While my bank account is feeling quite robust, I personally have very little left in the way of brains. Since I’ve been unable to concentrate on anything for very long, I’ve been watching short cartoons. This week I bring you a quick roundup of some non-Betty Boop Ub Iwerks shorts. All of these are FREE to view and download at the Internet Archive.
First, and in the best condition, we have Old Mother Hubbard. Released in 1935 under the Comi-Color title, it’s based on the nursery rhyme of the same name, with a few twists. Mother Hubbard is laundress for the King, but she’s still got a bare cupboard. When her dog travels to the castle with the laundry, he gets distracted by the smell of chicken wafting from the royal kitchen. (Yes, indeed, he floats nose-first in the waft until he reaches the kitchen window.) Through a series of silly incidents, he makes the previously morose king back into his jolly old self.
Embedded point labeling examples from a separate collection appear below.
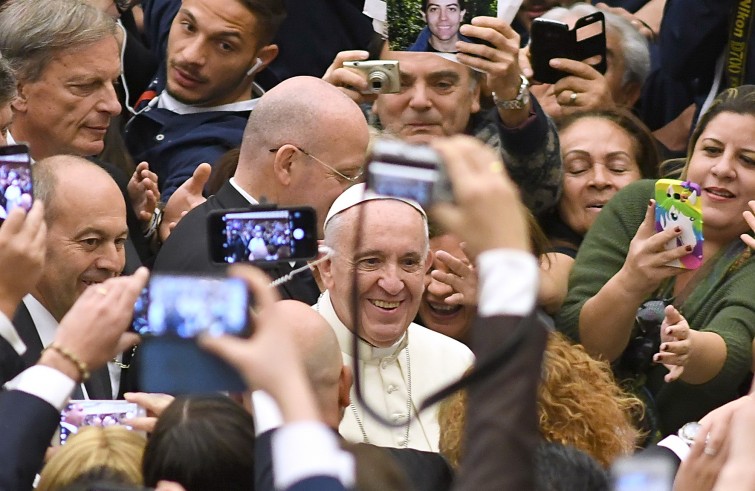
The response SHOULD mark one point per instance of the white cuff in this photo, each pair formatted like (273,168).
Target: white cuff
(266,412)
(509,281)
(676,445)
(9,333)
(307,449)
(46,383)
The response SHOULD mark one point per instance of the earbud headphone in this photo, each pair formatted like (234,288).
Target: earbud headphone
(256,65)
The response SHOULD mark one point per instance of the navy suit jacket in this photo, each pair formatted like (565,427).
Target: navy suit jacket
(502,430)
(11,364)
(187,249)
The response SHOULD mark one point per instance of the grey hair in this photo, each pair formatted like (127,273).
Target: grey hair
(7,82)
(634,46)
(334,231)
(33,32)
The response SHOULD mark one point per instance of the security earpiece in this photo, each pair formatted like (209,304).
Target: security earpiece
(256,65)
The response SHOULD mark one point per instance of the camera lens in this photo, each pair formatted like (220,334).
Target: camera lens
(376,79)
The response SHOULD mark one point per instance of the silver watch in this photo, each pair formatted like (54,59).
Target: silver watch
(521,99)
Dog and Mother are rewarded, and there’s a dance number. While the color is faded, the print is overall in very good condition, and the sound quality is decent. The songs are silly, but upbeat. At about 8 minutes, it’s a cute thing to watch.
Next we have The Air Race from 1933, starring Willie Whopper. The sound is decent, but the visual quality is quite poor on this one – it looks better if you don’t bring it up to full-screen size. This may be due to the fact that the cartoon was never released by MGM, until it was revised into a later version entitled Spite Flight. This was definitely not designed for kids – at one point the planes in the race are flying so high that they buzz St. Peter at the gates of Heaven – and he flips them the bird. Yeah, you read that right. It’s only seven and a half minutes long, go watch it for yourself if you don’t believe me.
Finally, it’s out of season, but I think you might enjoy Max Fleischer’s version of Rudolph the Red Nosed Reindeer. Released in 1948, it was the first film in which Ruldolph appears. I’m sure you know the basic story, so I’ll just add that the deer (and other animals) are slightly more anthropomorphic than the ones on the 1968 stop-motion film. It’s a little less than 9 minutes long, and 1:15 of that is the opening credits. Note the web address watermark in the lower-right corner: tvdays.com is the web home of Ira H. Gallen, and a wonderful resource for stock footage, vintage commercials, and rare TV and movie clips. It’s a great place to go down the rabbit hole.